The problem for advisers is that with margins under pressure, they could end up running at twice the speed just to stay in the same place.
However, is there an alternative solution? Successful consumer businesses are very aware of market forces such as this and are experts at figuring out how to increase their yield from each customer, rather than just trying to gain new ones. We see this everywhere we shop – from Amazon to IKEA.
As for advisers, most know that expanding their proposition is what they should be doing, but are they really clear on why?
For me, the fundamental ‘why’ for selling protection is trust. Whilst consumers might question the motives of some financial institutions, this is not the case for the trusted relationship that exists between an adviser and their customer.
Furthermore, this is backed-up by contract law, which states that the adviser is acting on the customer’s behalf. So as someone who has the financial interests of their customers at heart, why wouldn’t advisers want to ensure that their customers’ homes and lifestyles are safeguarded?
This is a fantastic baseline for an adviser to start to take steps left and right to broaden their proposition. The reality is that putting protection policies in place is no fun for customers. They want someone to walk them through the risks and demonstrate the cover they should have.

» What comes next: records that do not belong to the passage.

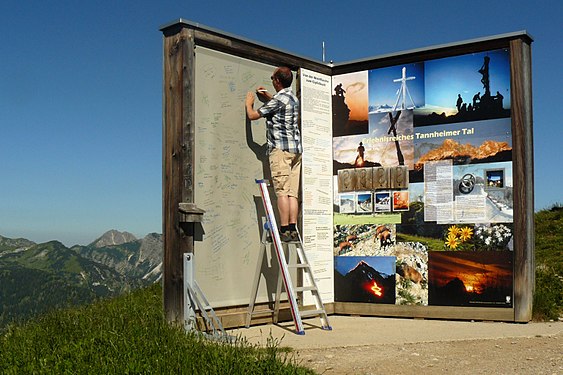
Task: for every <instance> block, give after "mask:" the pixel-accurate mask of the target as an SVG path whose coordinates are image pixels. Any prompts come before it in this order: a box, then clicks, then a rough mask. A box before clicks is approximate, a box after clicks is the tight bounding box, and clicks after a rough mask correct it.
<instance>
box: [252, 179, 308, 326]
mask: <svg viewBox="0 0 563 375" xmlns="http://www.w3.org/2000/svg"><path fill="white" fill-rule="evenodd" d="M256 182H257V183H258V185H259V187H260V192H261V195H262V203H264V208H265V210H266V216H267V218H268V224H269V226H270V234H271V236H272V240H273V241H272V242H273V244H274V249H275V251H276V258H277V259H278V263H279V266H280V273H281V275H282V278H283V283H284V286H285V290H286V291H287V294H288V300H289V305H290V311H291V316H292V317H293V322H294V323H295V329H296V331H297V333H299V334H303V333H305V330H304V329H303V322H302V321H301V317H300V316H299V307H298V306H297V300H296V299H295V295H294V293H293V284H292V282H291V278H290V277H289V272H288V270H287V262H286V260H285V254H284V251H283V245H282V242H281V239H280V233H279V231H278V226H277V224H276V218H275V216H274V210H273V207H272V203H271V201H270V194H269V192H268V187H267V184H266V181H265V180H256Z"/></svg>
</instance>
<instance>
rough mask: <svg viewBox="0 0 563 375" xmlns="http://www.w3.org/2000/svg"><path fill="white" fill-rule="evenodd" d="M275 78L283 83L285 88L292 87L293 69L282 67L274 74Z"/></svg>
mask: <svg viewBox="0 0 563 375" xmlns="http://www.w3.org/2000/svg"><path fill="white" fill-rule="evenodd" d="M274 77H275V78H277V80H278V81H279V82H280V83H281V85H282V86H283V87H289V86H291V82H293V73H291V69H289V68H288V67H286V66H280V67H279V68H277V69H276V71H275V72H274Z"/></svg>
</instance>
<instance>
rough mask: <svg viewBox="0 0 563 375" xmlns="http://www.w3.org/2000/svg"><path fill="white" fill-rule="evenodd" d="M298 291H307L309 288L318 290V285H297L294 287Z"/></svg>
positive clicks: (315, 289) (294, 289)
mask: <svg viewBox="0 0 563 375" xmlns="http://www.w3.org/2000/svg"><path fill="white" fill-rule="evenodd" d="M293 289H294V290H295V291H296V292H306V291H308V290H310V291H314V292H316V291H317V287H316V286H313V285H309V286H297V287H295V288H293Z"/></svg>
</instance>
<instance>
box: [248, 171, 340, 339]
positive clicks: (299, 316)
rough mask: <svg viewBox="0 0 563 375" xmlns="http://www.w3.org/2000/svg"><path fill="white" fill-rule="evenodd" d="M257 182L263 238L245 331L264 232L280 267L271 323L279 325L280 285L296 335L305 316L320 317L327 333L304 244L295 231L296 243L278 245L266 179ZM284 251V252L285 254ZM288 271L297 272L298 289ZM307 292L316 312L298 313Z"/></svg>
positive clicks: (290, 242)
mask: <svg viewBox="0 0 563 375" xmlns="http://www.w3.org/2000/svg"><path fill="white" fill-rule="evenodd" d="M256 183H257V184H258V185H259V188H260V194H261V196H262V203H263V204H264V209H265V211H266V216H267V217H266V220H267V223H266V225H265V228H264V233H263V235H262V243H261V246H260V254H259V256H258V265H257V268H256V276H255V280H254V285H253V289H252V292H251V301H250V303H249V306H248V314H247V320H246V327H247V328H248V327H249V326H250V322H251V319H252V314H253V313H254V305H255V301H256V296H257V292H258V284H259V283H260V273H261V266H262V262H263V257H264V253H265V252H266V242H268V241H267V233H266V231H267V230H269V232H270V237H271V240H272V244H273V245H274V250H275V254H276V258H277V260H278V265H279V275H278V281H277V288H276V295H275V303H274V310H273V321H274V323H277V322H278V313H279V307H280V299H281V293H282V286H283V287H284V288H285V292H286V294H287V299H288V302H289V305H290V311H291V315H292V318H293V322H294V324H295V330H296V333H297V334H300V335H303V334H305V330H304V328H303V321H302V317H304V316H305V317H306V316H319V317H320V319H321V323H322V326H323V327H322V328H323V329H326V330H331V329H332V328H331V326H330V324H329V322H328V316H327V313H326V310H325V308H324V305H323V302H322V300H321V296H320V292H319V289H318V287H317V284H316V282H315V278H314V275H313V271H312V269H311V265H310V263H309V261H308V260H307V257H306V254H305V250H304V248H303V241H302V238H301V234H300V233H299V231H298V232H297V235H298V241H292V242H288V243H282V242H281V239H280V234H279V232H278V227H277V224H276V219H275V216H274V210H273V208H272V204H271V201H270V194H269V192H268V187H267V182H266V180H256ZM292 246H294V247H295V257H296V259H295V263H292V261H291V259H292V255H291V254H292V253H291V248H292ZM285 250H287V253H286V251H285ZM289 268H292V269H296V271H297V279H298V280H297V283H298V285H300V286H297V287H294V286H293V282H292V280H291V275H290V273H289ZM304 274H305V275H304ZM304 276H305V277H304ZM305 279H306V280H305ZM305 282H307V285H305ZM306 291H307V292H311V294H312V296H313V299H314V301H315V309H314V310H304V311H300V310H299V307H300V305H302V302H303V292H306ZM297 294H299V298H298V297H297Z"/></svg>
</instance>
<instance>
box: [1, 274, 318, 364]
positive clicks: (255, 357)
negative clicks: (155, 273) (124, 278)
mask: <svg viewBox="0 0 563 375" xmlns="http://www.w3.org/2000/svg"><path fill="white" fill-rule="evenodd" d="M162 310H163V309H162V289H161V286H160V285H158V284H157V285H154V286H152V287H150V288H145V289H140V290H137V291H135V292H132V293H129V294H126V295H124V296H121V297H118V298H114V299H111V300H105V301H99V302H96V303H94V304H92V305H89V306H85V307H79V308H71V309H64V310H56V311H53V312H51V313H48V314H46V315H44V316H42V317H39V318H37V319H35V320H32V321H29V322H28V323H26V324H25V325H12V326H10V327H9V328H8V330H7V332H6V333H5V334H4V335H3V336H0V373H2V374H133V373H135V374H138V373H156V374H170V373H179V374H313V372H312V371H311V370H309V369H306V368H305V367H300V366H298V364H297V363H296V360H295V358H294V356H293V355H292V353H291V352H290V351H288V350H284V349H283V348H280V347H279V344H280V343H279V342H276V341H274V340H272V339H270V340H269V341H268V344H267V345H266V347H265V348H261V347H258V346H255V345H254V346H253V345H250V344H248V343H247V342H245V341H244V340H243V339H241V338H239V339H237V340H236V341H235V343H233V344H222V343H217V342H211V341H209V340H206V339H204V338H202V337H201V336H200V335H196V334H193V333H191V334H187V333H185V331H184V330H183V328H181V327H176V326H173V325H171V324H169V323H167V322H166V321H165V319H164V314H163V311H162Z"/></svg>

Of course, customers don’t always take out a policy immediately, but the subject is far better broached by a trusted and trained adviser.
‘Take the plunge’
Clearly, there is also commercial opportunity in brokering protection: profits increase as the adviser is often generating twice the revenue per consultation.
Customer loyalty and potential additional business is also increased and, by taking on another part of the customer’s life admin tasks, advisers can ringfence themselves from some serious competitive threats. Plus, the adviser will now have more opportunities for frequent touch points with the customer during those long, fixed rate terms.
And don’t forget that there’s lots of training support available from networks and providers to help enhance advisers’ skills, so there’s no excuse not to take the plunge.
As a final thought – and possibly another why – there is a growing debate around exposure to future risks for advisers who don’t explain to customers their financial vulnerabilities when taking on a mortgage – and how these risks can be mitigated. In the post-PPI litigation environment, many people are wondering where the claims management companies will look next.
Could protection – or the lack of it – be one such area in the future?
In business it’s rare for habits to change unless there’s a driving force behind it. This is understandable as it’s uncomfortable and sometimes draining having to adjust.
However, history often shows that such changes can turn out for the best in the long run.